Very Long Baseline Array astrometry of low-mass young stellar objects

TL;DR

This paper demonstrates that Very Long Baseline Array astrometry can measure distances and motions of young stellar objects with unprecedented precision, significantly improving our understanding of nearby star-forming regions.

Contribution

It introduces a high-precision astrometric method using VLBA for young stars, enabling accurate distance and motion measurements within star-forming regions.

Findings

Achieved better than 50 micro-arcsecond accuracy in astrometry.

Measured distances to stars in Taurus and Ophiuchus with over tenfold improvement.

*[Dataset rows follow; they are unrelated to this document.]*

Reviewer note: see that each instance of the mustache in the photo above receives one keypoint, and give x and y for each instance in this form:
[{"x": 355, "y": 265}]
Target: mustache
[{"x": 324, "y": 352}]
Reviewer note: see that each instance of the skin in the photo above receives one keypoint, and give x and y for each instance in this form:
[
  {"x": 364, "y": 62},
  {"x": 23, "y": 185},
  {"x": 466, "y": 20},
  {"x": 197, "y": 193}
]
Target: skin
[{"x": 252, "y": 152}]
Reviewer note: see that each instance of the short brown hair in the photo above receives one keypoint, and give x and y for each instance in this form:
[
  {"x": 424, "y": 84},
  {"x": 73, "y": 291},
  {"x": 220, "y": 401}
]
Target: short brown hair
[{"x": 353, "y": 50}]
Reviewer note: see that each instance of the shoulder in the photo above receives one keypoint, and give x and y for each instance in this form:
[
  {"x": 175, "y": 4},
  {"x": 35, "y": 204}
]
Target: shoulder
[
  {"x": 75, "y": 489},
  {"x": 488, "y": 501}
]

Provided new insights into the orbital dynamics of the T Tauri system.

Abstract

Multi-epoch radio-interferometric observations of young stellar objects can be used to measure their displacement over the celestial sphere with a level of precision that currently cannot be attained at any other wavelength. In particular, the accuracy achieved using carefully calibrated, phase-referenced observations with the Very Long Baseline Array is better than 50 micro-arcseconds. This is sufficient to measure the trigonometric parallax and the proper motion of any radio-emitting young star within several hundred parsecs of the Sun with an accuracy better than a few percents. Taking advantage of this situation, we have initiated a large project aimed mainly at measuring the distance to the nearest regions of star-formation (Taurus, Ophiuchus, Perseus, etc.). Here, we will present the results for several stars in Taurus and Ophiuchus, and show that the accuracy obtained is already more than one order of magnitude better than that of previous estimates. The proper motion obtained from the data can also provide important information, particularly in multiple stellar systems. To illustrate this point, we will present the case of the famous system T Tauri, where the VLBA data provide crucial information for the characterization of the orbital path.